Credit card debt often comes with higher interest rates, and putting off paying that balance for too long can lead to massive interest payments later. If you’re only paying the minimum balance each month, it’s likely that you’re only paying off part of the interest and very little or none of the principal. This will keep you in debt longer and keep those interest rates up.

On the other hand, if you have a more traditional loan like a mortgage, it’s likely that it has a fairly low interest rate, and the interest payments are tax-deductible. Additionally, unlike credit card debt, additional mortgage or car loan payments don’t lead to lower monthly payments. Sure, you’ll save some money in the long run, but you’ll be spending more than you need to in the short run.

To get a better idea of whether you should pay off your debt or invest in savings, visit our budgeting calculator, “Should I pay off debt or invest in savings?” on our Calculators page.

3. Does Your Employer Offer a Company Match on Retirement Savings?

If your employer offers a company match on retirement savings, you’re throwing away free money by not signing up. Most companies offer anywhere from a 3 to 6 percent match on whatever you contribute to your 401(k). Reach out to your HR department and see if this is the case. If so, it’s worth putting some of your paycheck toward your retirement savings, even if it’s just the match amount.

There’s a tax benefit here as well. For most 401(k) plans, contributions are tax-deferred. By reducing your taxable income today, you pay less in taxes than you would have if you didn’t save for retirement at all. Additionally, all interest payments made to your 401(k) are non-taxable until the day you withdraw the money.

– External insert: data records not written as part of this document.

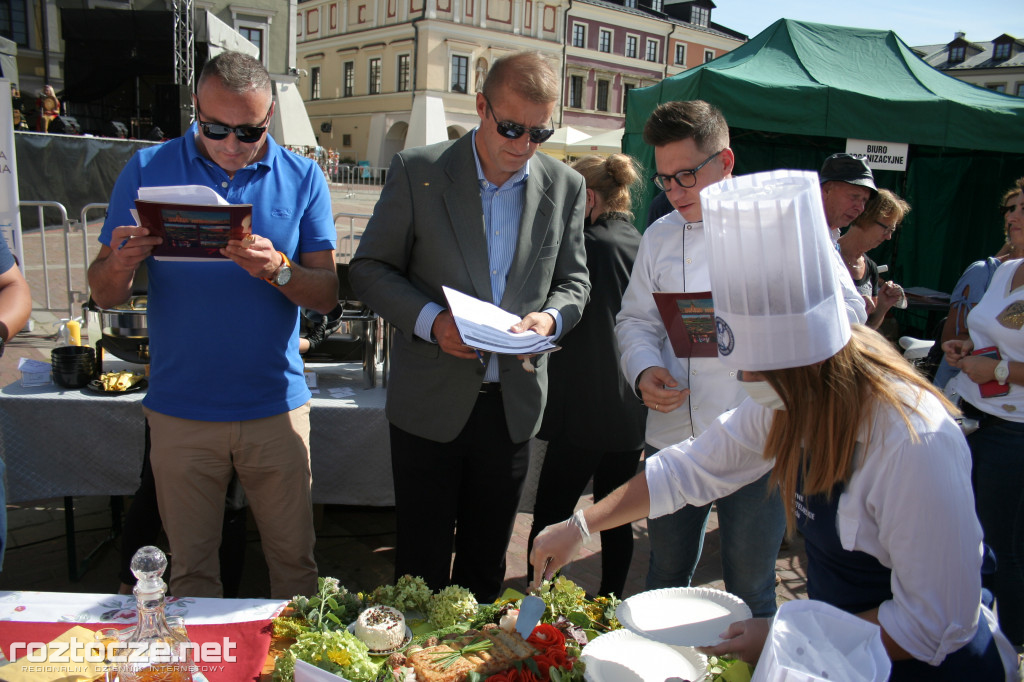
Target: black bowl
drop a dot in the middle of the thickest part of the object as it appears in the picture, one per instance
(65, 353)
(74, 379)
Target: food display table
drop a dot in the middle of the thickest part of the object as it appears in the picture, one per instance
(70, 442)
(43, 616)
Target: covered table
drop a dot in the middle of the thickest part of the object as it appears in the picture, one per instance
(69, 442)
(244, 624)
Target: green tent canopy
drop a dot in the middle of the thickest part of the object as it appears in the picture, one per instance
(795, 92)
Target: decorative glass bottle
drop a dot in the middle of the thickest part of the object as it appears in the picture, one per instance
(155, 651)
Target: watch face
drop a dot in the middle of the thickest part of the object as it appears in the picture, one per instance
(284, 275)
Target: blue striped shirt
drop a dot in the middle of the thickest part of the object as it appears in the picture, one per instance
(502, 216)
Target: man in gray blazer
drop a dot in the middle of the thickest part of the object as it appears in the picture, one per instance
(486, 217)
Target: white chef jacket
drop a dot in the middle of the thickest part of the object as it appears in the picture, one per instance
(672, 258)
(907, 504)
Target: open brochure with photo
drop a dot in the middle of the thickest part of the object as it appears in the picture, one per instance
(195, 221)
(689, 320)
(485, 327)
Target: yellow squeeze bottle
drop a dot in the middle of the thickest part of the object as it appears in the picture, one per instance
(74, 332)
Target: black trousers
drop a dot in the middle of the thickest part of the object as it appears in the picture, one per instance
(563, 478)
(460, 496)
(141, 527)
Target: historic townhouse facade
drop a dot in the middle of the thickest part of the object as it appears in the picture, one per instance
(384, 75)
(612, 48)
(996, 65)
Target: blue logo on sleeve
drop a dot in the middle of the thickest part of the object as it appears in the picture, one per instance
(726, 341)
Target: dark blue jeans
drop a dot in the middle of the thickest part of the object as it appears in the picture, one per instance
(752, 523)
(997, 451)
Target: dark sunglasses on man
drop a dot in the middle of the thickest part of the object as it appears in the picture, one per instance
(516, 130)
(217, 131)
(684, 178)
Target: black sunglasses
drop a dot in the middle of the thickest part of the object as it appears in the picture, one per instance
(247, 134)
(516, 130)
(685, 178)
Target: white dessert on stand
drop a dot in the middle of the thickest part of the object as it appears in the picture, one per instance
(381, 628)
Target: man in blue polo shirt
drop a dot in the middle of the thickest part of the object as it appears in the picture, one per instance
(226, 389)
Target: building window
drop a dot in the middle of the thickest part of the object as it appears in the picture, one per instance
(348, 85)
(13, 22)
(254, 36)
(375, 76)
(576, 91)
(460, 74)
(579, 35)
(651, 50)
(403, 71)
(626, 94)
(602, 95)
(314, 83)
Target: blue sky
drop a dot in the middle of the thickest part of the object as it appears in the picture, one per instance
(916, 22)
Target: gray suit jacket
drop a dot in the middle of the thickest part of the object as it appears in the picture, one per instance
(427, 231)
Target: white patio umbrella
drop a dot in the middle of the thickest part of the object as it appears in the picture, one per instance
(555, 145)
(601, 144)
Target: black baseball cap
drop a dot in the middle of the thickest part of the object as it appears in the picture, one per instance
(849, 168)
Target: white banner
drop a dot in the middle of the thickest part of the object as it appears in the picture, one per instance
(10, 219)
(881, 156)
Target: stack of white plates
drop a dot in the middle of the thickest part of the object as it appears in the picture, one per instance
(662, 627)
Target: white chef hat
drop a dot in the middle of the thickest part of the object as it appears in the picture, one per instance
(777, 300)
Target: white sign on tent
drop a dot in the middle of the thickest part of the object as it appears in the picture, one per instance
(881, 156)
(603, 144)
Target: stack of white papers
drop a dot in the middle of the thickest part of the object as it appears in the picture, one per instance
(485, 327)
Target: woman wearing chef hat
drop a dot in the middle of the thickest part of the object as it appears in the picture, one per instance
(873, 470)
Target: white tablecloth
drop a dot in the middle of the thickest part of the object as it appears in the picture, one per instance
(58, 442)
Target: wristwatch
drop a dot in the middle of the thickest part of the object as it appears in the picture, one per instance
(284, 273)
(1003, 372)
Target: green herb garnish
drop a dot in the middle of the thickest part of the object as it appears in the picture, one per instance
(448, 658)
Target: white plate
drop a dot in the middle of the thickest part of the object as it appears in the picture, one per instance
(682, 616)
(375, 652)
(625, 656)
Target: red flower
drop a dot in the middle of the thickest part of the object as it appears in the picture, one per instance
(504, 676)
(526, 675)
(547, 637)
(547, 661)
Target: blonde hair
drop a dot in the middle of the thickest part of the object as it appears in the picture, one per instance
(885, 204)
(611, 178)
(814, 438)
(1013, 192)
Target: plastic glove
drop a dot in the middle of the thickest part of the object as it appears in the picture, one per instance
(556, 546)
(743, 640)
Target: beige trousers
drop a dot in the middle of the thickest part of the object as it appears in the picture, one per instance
(193, 463)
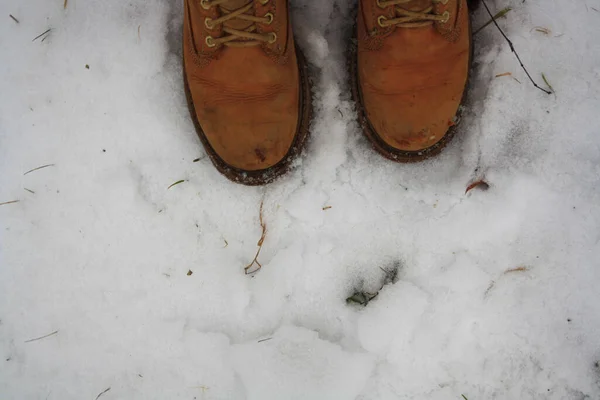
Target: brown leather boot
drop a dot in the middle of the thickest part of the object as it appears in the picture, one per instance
(410, 72)
(246, 85)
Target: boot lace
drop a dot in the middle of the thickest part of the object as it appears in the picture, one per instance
(235, 37)
(411, 19)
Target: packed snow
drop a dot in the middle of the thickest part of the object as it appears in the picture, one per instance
(114, 284)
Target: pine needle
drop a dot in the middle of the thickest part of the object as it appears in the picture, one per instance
(42, 337)
(512, 48)
(38, 168)
(176, 183)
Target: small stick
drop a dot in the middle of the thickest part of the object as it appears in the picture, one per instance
(35, 169)
(176, 183)
(97, 397)
(41, 337)
(499, 14)
(41, 34)
(248, 270)
(512, 48)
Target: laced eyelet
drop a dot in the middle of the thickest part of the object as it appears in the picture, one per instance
(270, 17)
(210, 41)
(446, 16)
(205, 4)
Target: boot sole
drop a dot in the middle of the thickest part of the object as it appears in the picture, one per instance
(267, 175)
(389, 152)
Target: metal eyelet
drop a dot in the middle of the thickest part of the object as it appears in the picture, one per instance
(446, 16)
(210, 41)
(204, 4)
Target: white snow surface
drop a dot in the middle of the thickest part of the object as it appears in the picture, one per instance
(496, 295)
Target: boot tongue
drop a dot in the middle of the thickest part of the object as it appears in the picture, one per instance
(236, 23)
(416, 5)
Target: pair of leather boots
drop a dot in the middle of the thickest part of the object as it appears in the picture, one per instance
(249, 94)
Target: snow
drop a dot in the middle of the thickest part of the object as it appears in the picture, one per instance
(495, 294)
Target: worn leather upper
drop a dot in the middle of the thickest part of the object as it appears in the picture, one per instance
(246, 99)
(412, 80)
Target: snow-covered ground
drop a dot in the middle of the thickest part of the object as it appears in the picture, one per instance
(141, 287)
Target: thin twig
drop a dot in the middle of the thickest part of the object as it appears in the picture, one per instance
(263, 226)
(41, 34)
(512, 48)
(499, 14)
(97, 397)
(176, 183)
(35, 169)
(42, 337)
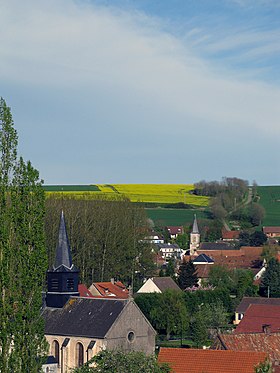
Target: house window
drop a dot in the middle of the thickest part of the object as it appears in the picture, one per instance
(54, 284)
(131, 337)
(55, 351)
(79, 354)
(70, 284)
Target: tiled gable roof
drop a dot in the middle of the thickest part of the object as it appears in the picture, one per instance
(210, 361)
(260, 342)
(268, 230)
(175, 229)
(246, 301)
(165, 283)
(110, 289)
(203, 258)
(84, 292)
(257, 316)
(230, 235)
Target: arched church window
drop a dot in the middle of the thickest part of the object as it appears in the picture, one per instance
(55, 350)
(79, 354)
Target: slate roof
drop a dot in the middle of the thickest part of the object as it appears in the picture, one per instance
(83, 317)
(257, 316)
(260, 342)
(165, 283)
(215, 246)
(203, 258)
(210, 361)
(246, 301)
(63, 259)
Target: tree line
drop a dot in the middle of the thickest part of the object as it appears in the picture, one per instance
(107, 238)
(23, 260)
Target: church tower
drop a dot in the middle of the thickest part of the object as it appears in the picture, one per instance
(63, 278)
(195, 237)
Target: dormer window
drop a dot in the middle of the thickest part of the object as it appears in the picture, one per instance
(70, 284)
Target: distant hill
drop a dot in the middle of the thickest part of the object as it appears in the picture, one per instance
(145, 193)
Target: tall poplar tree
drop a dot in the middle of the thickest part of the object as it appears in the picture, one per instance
(23, 260)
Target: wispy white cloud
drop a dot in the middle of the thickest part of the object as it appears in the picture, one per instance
(121, 78)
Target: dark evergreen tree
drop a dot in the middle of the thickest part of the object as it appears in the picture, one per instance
(22, 256)
(270, 285)
(187, 276)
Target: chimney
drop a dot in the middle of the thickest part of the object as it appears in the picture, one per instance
(266, 328)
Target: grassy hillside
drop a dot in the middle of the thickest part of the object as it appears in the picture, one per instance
(270, 200)
(149, 193)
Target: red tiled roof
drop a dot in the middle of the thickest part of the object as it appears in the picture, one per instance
(175, 229)
(230, 235)
(210, 361)
(84, 292)
(109, 289)
(258, 315)
(260, 342)
(268, 230)
(247, 301)
(202, 270)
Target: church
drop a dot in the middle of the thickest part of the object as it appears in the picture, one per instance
(76, 327)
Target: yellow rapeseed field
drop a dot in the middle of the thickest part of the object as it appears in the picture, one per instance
(154, 193)
(160, 193)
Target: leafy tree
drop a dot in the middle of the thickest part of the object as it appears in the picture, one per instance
(265, 367)
(183, 240)
(170, 314)
(106, 236)
(187, 276)
(257, 213)
(270, 284)
(258, 238)
(23, 260)
(170, 268)
(119, 362)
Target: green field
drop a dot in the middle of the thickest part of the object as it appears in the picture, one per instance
(163, 217)
(270, 200)
(147, 193)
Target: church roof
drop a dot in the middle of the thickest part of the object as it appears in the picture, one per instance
(83, 317)
(63, 259)
(195, 225)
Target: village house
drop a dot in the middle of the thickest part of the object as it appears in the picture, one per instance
(271, 232)
(247, 301)
(109, 289)
(260, 318)
(257, 342)
(168, 250)
(158, 285)
(183, 360)
(174, 231)
(77, 328)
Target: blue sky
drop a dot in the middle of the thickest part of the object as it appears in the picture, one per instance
(144, 91)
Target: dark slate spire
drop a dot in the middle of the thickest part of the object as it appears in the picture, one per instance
(63, 251)
(195, 225)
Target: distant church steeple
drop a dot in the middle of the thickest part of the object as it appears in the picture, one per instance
(63, 278)
(195, 237)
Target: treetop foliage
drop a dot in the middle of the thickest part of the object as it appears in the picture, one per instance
(22, 256)
(120, 362)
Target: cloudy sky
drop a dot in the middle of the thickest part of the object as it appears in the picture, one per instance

4. Do You Need to Improve Your Credit Score?

Are you hoping to purchase a home or car within the next year or so? If that’s the case, then you’ll need to make sure your credit score is as high as possible. How much debt you’re carrying comprises about 30% of your credit score. Thus, if you have a lot of debt now, you’ll be looking at higher interest rates on loans later, which could actually prevent you from making the purchase.

If this is the situation you’re in, it may be worth paying off any revolving debt, like your credit cards, as fast as possible while keeping your credit utilization ratio low. The amount of money in your savings account has no impact on your credit score, so in this instance, it would make more sense to pay off your debt. Overall, having a variety of debt types – particularly non-revolving debt – can actually help you build your credit score up, as a lengthy history of making payments on time is a key factor when calculating your score.

There’s no single correct answer for the question of saving money or paying off debt. Only by considering your financial situation as a whole will you gain the insight you need to decide how much to save and how much to devote to paying off debt.